At least eight public parking structures at popular shopping centers, colleges and hospitals were severely damaged--including two relatively new ones at Northridge Fashion Center and one down the street at Cal State Northridge.

Experts studying the failures have cited building code inadequacies, cost-cutting measures by developers and the earthquake’s unusually high ground accelerations as possible causes. Both CSUN and Northridge Fashion Center are within a mile of the epicenter.
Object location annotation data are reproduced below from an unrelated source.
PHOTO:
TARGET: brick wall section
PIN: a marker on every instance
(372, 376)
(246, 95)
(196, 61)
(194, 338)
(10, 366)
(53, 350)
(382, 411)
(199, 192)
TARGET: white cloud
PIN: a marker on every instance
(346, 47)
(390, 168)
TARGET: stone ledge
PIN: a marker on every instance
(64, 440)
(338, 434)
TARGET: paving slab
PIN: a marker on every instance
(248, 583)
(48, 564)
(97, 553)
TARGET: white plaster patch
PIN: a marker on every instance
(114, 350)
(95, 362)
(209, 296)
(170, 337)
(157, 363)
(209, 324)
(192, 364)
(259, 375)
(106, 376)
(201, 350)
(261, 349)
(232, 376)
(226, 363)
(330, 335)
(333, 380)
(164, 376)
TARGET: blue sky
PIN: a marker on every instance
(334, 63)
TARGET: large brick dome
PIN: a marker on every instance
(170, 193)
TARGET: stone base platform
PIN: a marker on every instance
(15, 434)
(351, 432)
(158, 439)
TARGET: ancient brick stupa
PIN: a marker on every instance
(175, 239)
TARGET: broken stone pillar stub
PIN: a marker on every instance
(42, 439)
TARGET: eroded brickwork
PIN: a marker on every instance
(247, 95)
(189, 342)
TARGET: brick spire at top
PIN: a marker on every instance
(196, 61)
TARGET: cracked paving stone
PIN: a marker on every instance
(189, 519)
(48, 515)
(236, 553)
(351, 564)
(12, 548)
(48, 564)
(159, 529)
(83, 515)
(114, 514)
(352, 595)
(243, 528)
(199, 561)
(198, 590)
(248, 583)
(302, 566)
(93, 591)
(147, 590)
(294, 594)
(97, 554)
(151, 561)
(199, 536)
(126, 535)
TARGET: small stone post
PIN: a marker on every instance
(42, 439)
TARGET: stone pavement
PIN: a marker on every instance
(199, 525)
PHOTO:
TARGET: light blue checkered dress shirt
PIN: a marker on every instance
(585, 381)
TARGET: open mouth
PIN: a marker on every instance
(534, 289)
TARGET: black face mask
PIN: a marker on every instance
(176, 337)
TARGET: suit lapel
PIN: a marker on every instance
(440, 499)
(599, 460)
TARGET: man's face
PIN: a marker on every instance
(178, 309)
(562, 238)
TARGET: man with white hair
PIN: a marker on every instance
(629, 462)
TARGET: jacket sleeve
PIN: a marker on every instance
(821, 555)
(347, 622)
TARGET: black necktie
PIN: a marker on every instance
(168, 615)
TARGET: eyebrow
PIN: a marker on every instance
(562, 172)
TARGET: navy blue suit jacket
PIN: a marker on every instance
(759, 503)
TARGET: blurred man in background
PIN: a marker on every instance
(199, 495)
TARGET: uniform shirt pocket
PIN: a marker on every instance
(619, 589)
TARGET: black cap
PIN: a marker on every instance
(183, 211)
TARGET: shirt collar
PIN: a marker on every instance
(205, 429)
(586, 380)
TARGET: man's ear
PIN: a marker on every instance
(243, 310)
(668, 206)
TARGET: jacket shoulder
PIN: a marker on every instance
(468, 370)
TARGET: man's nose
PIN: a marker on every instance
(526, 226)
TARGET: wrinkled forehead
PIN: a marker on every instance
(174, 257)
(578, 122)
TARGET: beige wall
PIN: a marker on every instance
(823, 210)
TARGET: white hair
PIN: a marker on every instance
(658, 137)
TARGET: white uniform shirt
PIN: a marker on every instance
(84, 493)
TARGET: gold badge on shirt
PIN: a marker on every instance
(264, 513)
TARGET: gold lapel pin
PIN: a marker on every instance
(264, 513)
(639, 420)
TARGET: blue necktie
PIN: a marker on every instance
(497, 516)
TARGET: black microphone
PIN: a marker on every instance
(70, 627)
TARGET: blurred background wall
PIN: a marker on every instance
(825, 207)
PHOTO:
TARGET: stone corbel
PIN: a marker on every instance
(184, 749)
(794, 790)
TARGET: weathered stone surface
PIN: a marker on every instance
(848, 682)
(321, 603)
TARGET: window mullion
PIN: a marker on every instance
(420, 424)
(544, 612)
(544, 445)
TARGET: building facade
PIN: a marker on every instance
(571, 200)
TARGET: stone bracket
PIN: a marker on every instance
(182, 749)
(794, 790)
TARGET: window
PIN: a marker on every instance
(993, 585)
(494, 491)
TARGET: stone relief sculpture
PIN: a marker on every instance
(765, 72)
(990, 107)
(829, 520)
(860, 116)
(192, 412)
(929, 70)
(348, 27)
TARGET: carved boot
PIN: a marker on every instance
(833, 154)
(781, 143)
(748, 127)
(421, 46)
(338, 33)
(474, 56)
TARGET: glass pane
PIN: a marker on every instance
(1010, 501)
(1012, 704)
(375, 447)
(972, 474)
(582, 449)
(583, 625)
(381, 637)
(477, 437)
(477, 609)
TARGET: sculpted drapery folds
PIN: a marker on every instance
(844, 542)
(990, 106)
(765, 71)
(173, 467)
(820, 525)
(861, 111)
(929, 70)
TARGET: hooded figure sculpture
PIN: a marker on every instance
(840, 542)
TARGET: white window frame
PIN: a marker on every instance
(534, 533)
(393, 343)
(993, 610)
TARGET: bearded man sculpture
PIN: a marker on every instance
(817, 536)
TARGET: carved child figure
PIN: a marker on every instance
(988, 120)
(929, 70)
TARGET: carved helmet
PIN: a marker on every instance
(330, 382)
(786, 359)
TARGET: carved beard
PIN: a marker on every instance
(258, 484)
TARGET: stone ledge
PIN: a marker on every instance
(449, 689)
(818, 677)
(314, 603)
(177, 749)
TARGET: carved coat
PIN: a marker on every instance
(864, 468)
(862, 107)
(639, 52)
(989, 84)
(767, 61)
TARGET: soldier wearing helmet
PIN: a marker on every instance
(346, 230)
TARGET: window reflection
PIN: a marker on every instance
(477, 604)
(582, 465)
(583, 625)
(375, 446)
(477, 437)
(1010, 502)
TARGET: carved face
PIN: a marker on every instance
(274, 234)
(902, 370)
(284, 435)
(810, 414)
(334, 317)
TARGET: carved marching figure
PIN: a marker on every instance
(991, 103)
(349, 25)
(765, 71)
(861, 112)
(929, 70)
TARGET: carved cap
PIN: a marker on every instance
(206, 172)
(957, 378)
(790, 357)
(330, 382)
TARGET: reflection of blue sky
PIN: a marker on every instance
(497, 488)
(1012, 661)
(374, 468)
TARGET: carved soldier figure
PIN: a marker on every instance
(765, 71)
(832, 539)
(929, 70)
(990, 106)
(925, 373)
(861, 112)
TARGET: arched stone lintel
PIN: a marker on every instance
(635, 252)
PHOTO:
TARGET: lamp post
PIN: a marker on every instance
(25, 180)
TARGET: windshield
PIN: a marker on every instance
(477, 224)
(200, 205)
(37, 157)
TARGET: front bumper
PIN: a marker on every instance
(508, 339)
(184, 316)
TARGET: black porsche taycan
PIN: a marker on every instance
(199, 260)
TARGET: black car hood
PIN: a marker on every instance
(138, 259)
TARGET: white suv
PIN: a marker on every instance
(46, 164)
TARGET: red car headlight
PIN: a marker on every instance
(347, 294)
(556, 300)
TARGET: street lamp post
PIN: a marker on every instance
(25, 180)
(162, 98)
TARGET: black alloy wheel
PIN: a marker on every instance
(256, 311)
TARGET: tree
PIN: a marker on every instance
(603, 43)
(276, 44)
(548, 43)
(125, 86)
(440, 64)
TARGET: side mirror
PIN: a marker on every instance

One Northridge Fashion Center garage collapsed completely during the earthquake, trapping a maintenance worker as he drove a mechanical sweeper during his predawn shift. That parking garage, on Shirley Avenue near Nordhoff Street, was erected in 1988-89 of precast concrete, a type of construction that experts consider particularly vulnerable to seismic damage. Its rubble has been removed.

About half of a second garage--farther north on Shirley Avenue near Plummer Street--collapsed and is undergoing demolition, Miller said. It, too, was built in 1988-89 of precast concrete.


“They are so badly damaged, they are unsalvageable,” structural engineer John (Trailer) Martin said of that garage and the newly condemned one.

Asked why so many of the shopping center’s parking structures failed, Miller said, “We are analyzing all of that and it’s hard to say at present but, again, when you’re at the epicenter of an earthquake, things like that can happen.”

The remaining garage at the mall is under review by Martin’s firm, John A. Martin & Associates Inc. of Los Angeles. It is situated off Tampa Avenue near the mall’s collapsed Bullock’s store and, like the newly condemned structure, was built in 1971 of poured-in-place concrete and has been closed since the quake.

Miller said all four parking structures were engineered by the firm of Los Angeles structural engineer Robert Englekirk, who could not be reached for comment Wednesday.